Colorado's 232 craft brewers employed 5,014 people and drove an economic engine worth $826 million last year, according to a study released Tuesday by the Colorado Brewers Guild. That's up from 179 breweries, 4,493 jobs and $704 million the year before.
In fact, the industry is growing so fast that the study is already out of date. But that's okay with guild director John Carlson -- because the numbers, compiled by the University of Colorado Leeds School of Business, provide a snapshot into why beer matters.
"It's important for the state and...for the country, because we make something," he said during a Tuesday conference at Falling Rock Taphouse. People are moving to Colorado and bring their business here because of craft beer, he added; tourists are visiting and returning because of it; neighborhoods are being revitalized.
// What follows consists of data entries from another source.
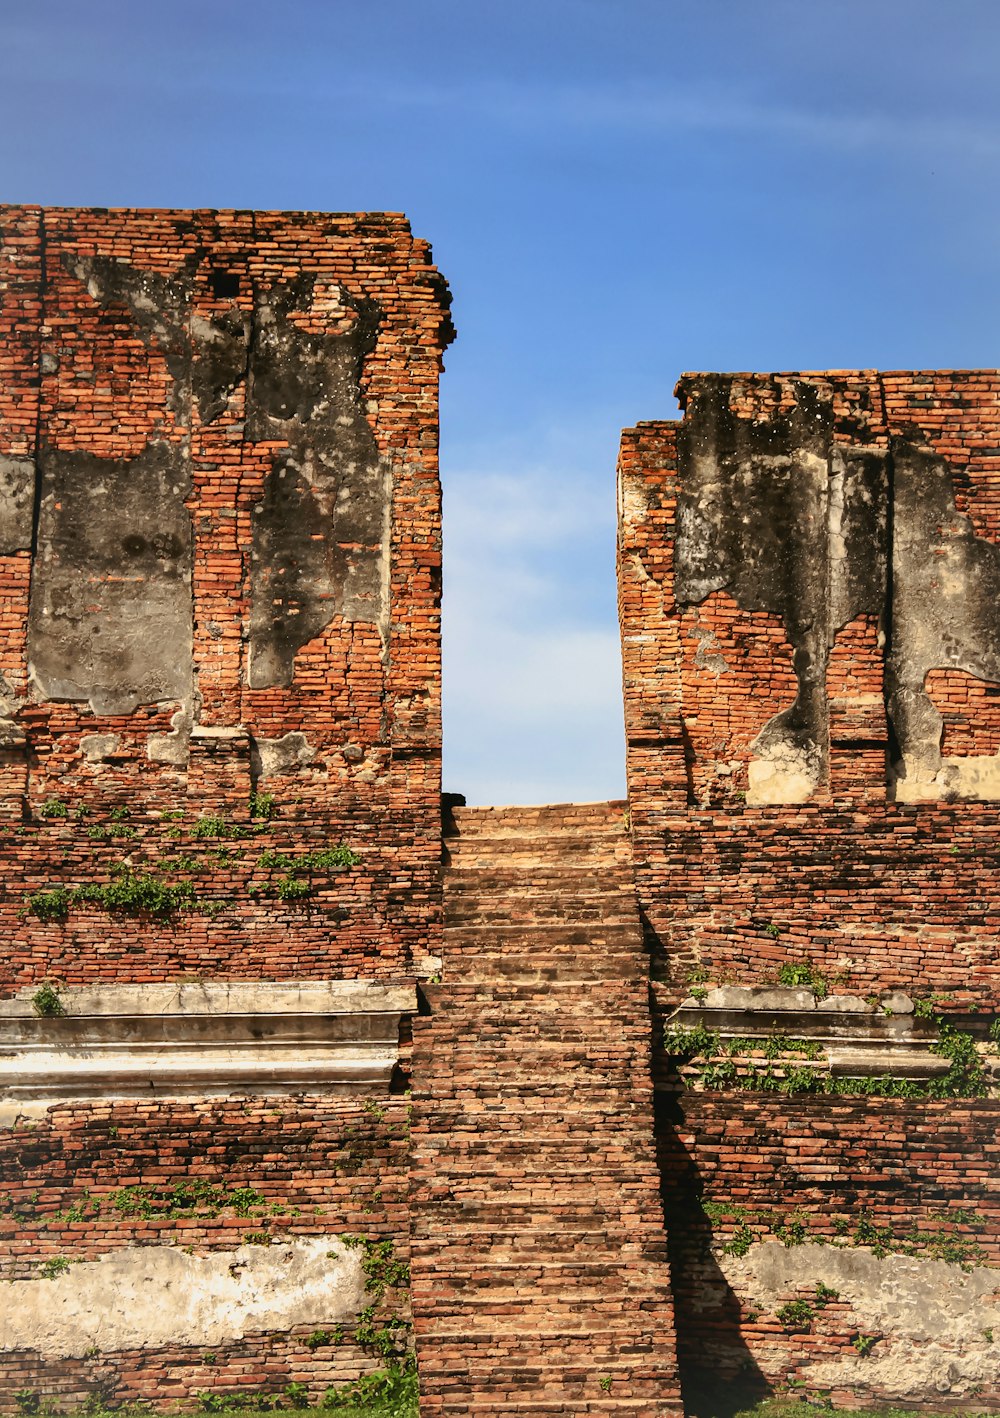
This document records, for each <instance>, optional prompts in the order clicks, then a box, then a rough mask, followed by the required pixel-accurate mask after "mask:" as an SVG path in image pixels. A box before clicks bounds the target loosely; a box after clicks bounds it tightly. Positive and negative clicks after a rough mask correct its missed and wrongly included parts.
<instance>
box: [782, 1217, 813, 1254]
mask: <svg viewBox="0 0 1000 1418" xmlns="http://www.w3.org/2000/svg"><path fill="white" fill-rule="evenodd" d="M774 1235H776V1236H777V1239H779V1241H780V1242H782V1245H783V1246H794V1245H804V1244H806V1242H807V1241H809V1231H807V1229H806V1222H804V1219H803V1217H801V1214H800V1212H793V1214H791V1215H790V1217H789V1219H787V1221H786V1224H784V1225H783V1227H777V1229H776V1231H774Z"/></svg>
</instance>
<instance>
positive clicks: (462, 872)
mask: <svg viewBox="0 0 1000 1418" xmlns="http://www.w3.org/2000/svg"><path fill="white" fill-rule="evenodd" d="M444 882H445V889H447V891H450V892H458V891H501V889H502V888H505V886H506V888H509V889H512V891H526V892H538V893H539V895H543V893H548V892H550V891H562V892H566V893H569V895H572V896H577V895H583V896H594V895H600V893H601V892H610V893H616V892H623V893H626V892H627V893H628V895H634V889H635V888H634V882H633V872H631V866H630V865H628V864H626V862H614V864H611V865H607V866H596V865H594V864H593V862H586V861H580V859H579V858H573V859H566V861H560V862H539V864H529V865H522V864H515V862H508V861H502V862H494V864H491V865H488V866H485V865H481V864H468V865H467V864H465V862H464V861H461V859H458V861H452V864H451V865H450V866H448V868H447V871H445V873H444Z"/></svg>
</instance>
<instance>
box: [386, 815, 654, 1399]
mask: <svg viewBox="0 0 1000 1418" xmlns="http://www.w3.org/2000/svg"><path fill="white" fill-rule="evenodd" d="M444 845H445V930H444V973H443V983H441V984H434V986H427V987H426V995H427V1001H428V1004H430V1017H423V1018H420V1020H417V1021H414V1024H416V1027H414V1054H413V1100H414V1109H413V1136H411V1217H413V1244H411V1273H413V1313H414V1333H416V1343H417V1358H418V1364H420V1392H421V1397H420V1409H421V1414H424V1415H433V1414H470V1415H487V1414H538V1415H539V1418H543V1415H553V1418H555V1415H562V1418H573V1415H583V1414H630V1415H634V1418H660V1415H662V1414H679V1412H681V1411H682V1409H681V1401H679V1387H678V1378H677V1361H675V1350H674V1324H672V1300H671V1290H670V1275H668V1268H667V1254H665V1251H667V1245H665V1232H664V1221H662V1210H661V1202H660V1177H658V1173H657V1167H655V1156H654V1146H652V1088H651V1079H650V1037H651V1027H650V1007H648V987H647V968H645V959H644V954H643V937H641V929H640V922H638V915H637V909H635V899H634V891H633V879H631V851H630V842H628V837H627V832H626V831H624V815H623V804H620V803H618V804H609V803H601V804H587V805H569V807H545V808H455V810H454V811H452V814H451V817H450V820H448V821H447V822H445V841H444Z"/></svg>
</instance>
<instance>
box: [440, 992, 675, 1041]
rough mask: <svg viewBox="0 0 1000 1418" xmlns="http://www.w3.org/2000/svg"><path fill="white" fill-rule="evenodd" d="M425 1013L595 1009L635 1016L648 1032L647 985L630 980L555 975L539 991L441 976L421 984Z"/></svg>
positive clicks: (520, 1019)
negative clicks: (595, 978) (604, 979)
mask: <svg viewBox="0 0 1000 1418" xmlns="http://www.w3.org/2000/svg"><path fill="white" fill-rule="evenodd" d="M423 993H424V998H426V1000H427V1004H428V1005H430V1010H431V1014H434V1015H437V1014H438V1012H443V1011H444V1010H481V1011H484V1014H485V1012H494V1014H496V1012H499V1011H501V1010H508V1011H509V1012H511V1015H512V1017H513V1018H516V1020H521V1018H523V1017H525V1014H530V1015H549V1014H559V1012H562V1014H569V1015H572V1014H573V1012H574V1011H576V1010H584V1008H586V1010H590V1011H594V1010H600V1011H601V1012H604V1011H607V1012H609V1014H614V1015H616V1017H618V1015H621V1017H624V1018H641V1020H644V1021H645V1031H647V1034H648V1031H650V1024H648V1020H650V1007H648V990H647V987H645V984H644V983H643V984H638V986H637V984H635V983H633V981H631V980H596V981H586V980H556V981H555V983H553V984H552V986H546V987H545V990H539V988H538V986H535V984H530V983H521V981H518V980H489V981H485V980H471V981H465V980H445V981H443V983H437V981H435V983H433V984H431V983H427V984H424V986H423Z"/></svg>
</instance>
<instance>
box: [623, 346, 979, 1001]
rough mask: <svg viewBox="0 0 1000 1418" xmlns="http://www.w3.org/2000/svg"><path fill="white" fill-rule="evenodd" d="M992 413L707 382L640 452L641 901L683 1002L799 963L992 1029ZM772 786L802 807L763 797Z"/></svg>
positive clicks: (630, 657)
mask: <svg viewBox="0 0 1000 1418" xmlns="http://www.w3.org/2000/svg"><path fill="white" fill-rule="evenodd" d="M997 387H999V380H997V376H996V374H994V373H989V372H987V373H948V374H933V373H930V374H882V376H877V374H874V373H865V372H857V373H847V374H801V376H796V374H780V376H688V377H685V379H684V380H682V381H681V384H679V394H681V398H682V401H687V404H688V413H687V415H685V420H684V421H682V423H681V424H668V423H650V424H640V425H638V427H637V428H634V430H627V431H626V434H624V435H623V445H621V458H620V472H618V476H620V505H621V515H620V537H618V587H620V615H621V634H623V658H624V698H626V729H627V774H628V797H630V810H631V822H633V835H634V848H635V864H637V883H638V892H640V902H641V906H643V909H644V912H645V916H647V920H648V925H650V937H651V943H652V946H654V950H655V951H657V953H658V957H660V959H658V970H660V973H662V974H665V976H667V977H668V978H672V980H674V983H675V984H677V988H678V993H681V991H682V988H684V983H685V978H687V976H688V973H689V970H691V968H692V967H695V968H698V970H699V971H701V970H706V971H708V974H709V976H711V977H712V978H723V980H725V978H728V980H735V981H739V983H743V981H745V983H762V981H766V980H769V978H773V976H774V973H776V970H777V968H779V966H780V964H782V963H783V961H786V960H789V959H794V960H810V961H813V963H814V964H816V966H817V967H818V968H820V970H823V971H824V973H827V974H828V976H834V977H840V978H841V980H843V981H844V984H845V987H847V988H848V990H852V991H855V993H861V994H867V993H870V991H879V990H882V988H889V987H894V986H901V987H905V988H908V990H911V991H913V993H916V994H929V993H933V991H953V993H955V995H956V1003H960V1001H965V1003H976V1004H979V1005H980V1007H982V1005H987V1007H994V1005H996V1000H997V973H999V970H1000V967H999V966H997V954H996V929H997V920H1000V909H999V908H1000V886H999V883H997V872H996V866H997V859H996V852H994V847H993V842H994V838H996V830H997V824H999V821H1000V818H999V814H997V807H996V805H994V801H991V800H994V798H996V797H997V795H1000V794H999V793H997V786H996V783H993V780H991V777H990V774H991V771H993V763H994V759H993V757H990V756H993V754H994V753H996V742H997V732H996V726H994V722H993V720H994V718H996V712H994V709H993V705H994V703H996V702H997V699H996V696H997V692H999V691H997V683H1000V664H999V662H997V661H996V640H997V634H999V631H1000V623H997V620H996V601H994V600H993V598H991V593H990V594H989V596H986V597H984V596H983V587H984V586H991V584H993V583H991V580H990V577H991V574H993V569H994V563H996V556H997V550H996V546H994V543H993V542H991V540H986V539H987V537H991V536H994V533H996V519H997V516H999V515H1000V510H999V509H1000V491H999V489H1000V484H999V482H997V468H999V467H1000V454H997V437H996V425H997V418H999V408H1000V401H999V400H997ZM692 406H694V407H695V408H699V411H696V413H695V414H692V411H691V410H692ZM688 425H689V427H688ZM817 428H818V430H820V431H818V432H817V431H816V430H817ZM851 499H852V501H851ZM879 499H881V501H879ZM860 509H861V510H860ZM894 509H895V512H894ZM706 529H708V530H706ZM918 553H919V554H918ZM925 564H926V566H930V569H932V571H933V576H932V577H930V579H929V580H928V577H926V576H925V574H923V571H922V570H921V567H922V566H925ZM928 574H929V573H928ZM678 576H679V577H681V581H682V583H684V584H682V588H678ZM921 577H923V579H921ZM908 598H909V600H908ZM959 603H960V610H957V608H956V605H959ZM803 607H804V608H803ZM810 608H811V610H810ZM806 611H809V613H810V615H811V614H813V611H814V613H816V617H814V618H816V620H823V618H824V617H826V624H827V627H828V630H830V638H828V641H824V640H823V637H820V640H817V642H816V645H813V642H811V641H810V638H809V637H810V635H811V634H813V630H811V625H813V620H811V618H810V615H807V614H806ZM806 623H807V624H806ZM928 627H929V628H928ZM894 631H895V642H894V638H892V637H894ZM887 637H888V640H887ZM922 637H923V638H922ZM928 637H929V638H928ZM796 644H797V647H799V648H797V649H796V648H794V645H796ZM901 645H902V648H901ZM824 647H827V648H824ZM949 647H950V648H949ZM827 649H828V655H827ZM796 655H799V657H800V664H799V669H797V671H796V666H794V657H796ZM824 655H827V658H826V661H824V662H823V665H821V674H820V672H818V671H817V668H816V666H817V664H818V662H820V661H823V657H824ZM949 655H950V657H952V659H950V661H949V658H948V657H949ZM894 657H895V658H894ZM973 662H974V664H973ZM803 666H804V668H803ZM922 685H926V696H925V695H923V693H922V692H921V686H922ZM887 703H888V705H889V708H892V709H894V712H895V713H896V718H898V720H899V723H898V725H896V726H895V727H894V726H892V725H891V720H889V718H887ZM935 713H939V715H940V719H939V720H935ZM935 725H936V727H935ZM765 730H767V732H769V733H770V735H772V742H770V743H762V740H765V737H766V733H765ZM891 730H892V732H891ZM935 733H936V735H938V737H939V740H940V750H939V752H938V750H936V749H935V747H933V739H935ZM904 737H905V739H906V744H908V747H906V752H905V753H904V752H902V750H901V747H899V743H901V740H902V739H904ZM928 743H930V747H928ZM782 753H784V759H782ZM935 753H938V757H936V759H935V757H933V754H935ZM796 754H797V756H799V757H796ZM769 756H770V760H772V761H770V763H769V761H767V759H769ZM755 761H756V764H757V770H759V771H760V773H765V771H770V769H772V766H774V764H776V766H777V769H780V771H782V773H784V781H783V783H782V784H780V786H782V787H786V788H787V787H789V784H790V786H791V797H793V798H796V797H797V801H791V803H789V801H787V800H786V801H782V793H780V791H777V793H774V795H773V800H767V791H769V788H767V784H769V783H770V784H774V783H777V781H779V778H777V776H776V777H773V778H759V780H757V786H756V790H755V783H753V771H755ZM970 766H972V767H970ZM777 769H776V771H777ZM791 769H794V771H791ZM813 771H814V778H813V780H810V773H813ZM970 771H974V773H976V774H979V778H977V780H976V781H974V783H973V781H972V778H970ZM762 784H763V786H762ZM894 797H895V801H894ZM906 797H912V801H904V798H906ZM922 798H936V801H922ZM966 798H967V801H966Z"/></svg>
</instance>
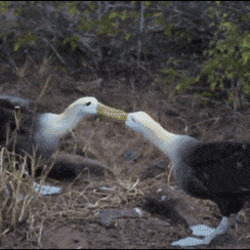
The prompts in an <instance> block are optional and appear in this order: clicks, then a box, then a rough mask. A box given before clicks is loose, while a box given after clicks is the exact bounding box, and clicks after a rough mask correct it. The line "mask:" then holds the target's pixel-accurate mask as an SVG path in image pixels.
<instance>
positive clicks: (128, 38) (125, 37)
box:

"We are pioneers," he said. "The rest of the country wants to be like us."
The depth and breadth of the industry was evident at yesterday's study-release event, which was attended by a couple of dozen people involved in the industry, including representatives of the oldest craft brewer in the state, Boulder Beer, as well as one of the fifty or so breweries in planning for 2014 and 2015, Colorado Sky Brewery.
This was the second time that the guild has released statewide economic numbers on craft brewing, and Carlson says the organization plans to do so every two years.
Other stats that were part of the study (which was based on numbers from last fall -- numbers that have already expanded) include:
*More than 50 percent of existing Colorado breweries expect to grow by more than 20 percent in 2014.
*About 93 percent of Colorado's brewers gave money to charity last year, while 91 percent participated in fundraising events. Altogether, they gave more than $1.4 million.
*The economic impact of Colorado breweries was $446 million two years ago, meaning it has nearly doubled since then.
*Only about a quarter of the breweries that responded to the survey distribute outside of Colorado.
*The study doesn't account for the jobs and economic impact that has been created by companies that supply breweries or help them distribute and sell their beer.
*A majority of the state's craft breweries formed within the past decade.